In our public conversations, it would seem that we have more readily believed “they will know you by your vote,” or “they will know you by your candidate”; the language of love, the God-given identification for His people, has entirely left the conversation.
As followers of Jesus, our neglect to love one another as we dialogue about the 2016 election tells a half-truth about our God. It proclaims that all our lives hinge on the candidate elected. It tells the world that if the Supreme Court doesn’t vote conservatively that the hope of the Christian community is lost, that if a harsh and unstable leader is in power that our God won’t be able to accomplish His purposes through us. Our inability to make peace with one another and our inability to dialogue in a meaningful and peace-producing ways betrays our professed faith in the Kingdom of God, and proclaims that we place our hope squarely on the kingdom of this world.
We must relearn our way to being peacemakers. In the love that Christ commanded, in the love that God insisted would identify His people, we must relearn rhetoric of peace. We must do the hard work of making our way back to love, back to peace. And this work starts with us placing our hope in the reality that no matter what the election’s outcome, no matter what the result on November 8th, that God will sustain His people.

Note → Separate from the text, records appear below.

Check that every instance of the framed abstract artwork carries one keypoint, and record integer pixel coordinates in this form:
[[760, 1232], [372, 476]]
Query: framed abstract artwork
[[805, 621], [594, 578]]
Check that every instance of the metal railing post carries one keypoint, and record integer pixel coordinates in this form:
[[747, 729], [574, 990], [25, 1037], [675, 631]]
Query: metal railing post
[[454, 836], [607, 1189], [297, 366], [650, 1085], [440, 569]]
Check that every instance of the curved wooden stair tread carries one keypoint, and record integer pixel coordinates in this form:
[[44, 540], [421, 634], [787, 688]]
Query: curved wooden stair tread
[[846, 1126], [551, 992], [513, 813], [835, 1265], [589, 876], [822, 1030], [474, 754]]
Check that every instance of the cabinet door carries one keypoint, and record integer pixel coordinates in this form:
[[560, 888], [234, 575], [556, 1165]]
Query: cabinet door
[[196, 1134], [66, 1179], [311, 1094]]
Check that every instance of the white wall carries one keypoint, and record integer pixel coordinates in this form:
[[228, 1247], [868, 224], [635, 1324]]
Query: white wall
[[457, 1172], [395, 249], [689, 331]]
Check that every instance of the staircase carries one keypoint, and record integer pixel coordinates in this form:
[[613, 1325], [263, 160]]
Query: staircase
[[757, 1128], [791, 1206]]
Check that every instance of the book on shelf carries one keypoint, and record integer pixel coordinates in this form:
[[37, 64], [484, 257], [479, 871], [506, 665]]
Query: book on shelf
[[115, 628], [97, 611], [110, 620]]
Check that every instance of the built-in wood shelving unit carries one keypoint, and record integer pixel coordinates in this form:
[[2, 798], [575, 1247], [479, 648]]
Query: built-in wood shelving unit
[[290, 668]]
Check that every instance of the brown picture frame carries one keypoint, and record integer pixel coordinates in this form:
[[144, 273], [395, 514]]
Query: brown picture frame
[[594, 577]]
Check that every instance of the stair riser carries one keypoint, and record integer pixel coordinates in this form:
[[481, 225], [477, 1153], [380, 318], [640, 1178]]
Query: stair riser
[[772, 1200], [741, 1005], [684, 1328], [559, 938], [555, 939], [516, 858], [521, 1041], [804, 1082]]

The election will pass and there are not many who will be pleased with the result, regardless of who is elected. But here is what we can absolutely count on: we will still be the church. Each of us as believers will gather in our local worship services. We will shake hands and embrace those who voted for Trump, those who voted for Hillary, and those who abstained. And we will, in the presence of God, eat the Supper around the same table. Together we will confess our sins and hear that they are forgiven because of the life, death, and resurrection of Christ. We will, with the historical and global church, proclaim that the creeds of generations past are our creeds today as well. As the Church as done throughout time and place and expression, Christians will gather under the banner of our one true King. We will proclaim that He has come and established His Kingdom, and that one day He will return. Together, regardless of the election results or outcome, we will worship together the only King to whom we pledge our allegiance: Jesus Christ.
With this great promise in mind, let us be peacemakers. Might we use the next several days to invite others into the fold, not push them out of the conversation. Might we see the older generation teaching the younger, not shaming them for their perspectives. Might we learn from one another, might we bless one another, might we be people of the Word of God who hold onto those promises with all our might and hope. Might we relearn our way to peacemaking.
Because the promise we cling to is that our Prince of Peace is coming for us. He has not forgotten us. He will not leave us alone. And He welcomes us to take up His yoke, and learn from Him in humility of heart. Today, we have the distinct opportunity to learn to be peaceful people by blood of Christ and Spirit of God.
Might it be true of me. Might it be true of us. Until our King comes.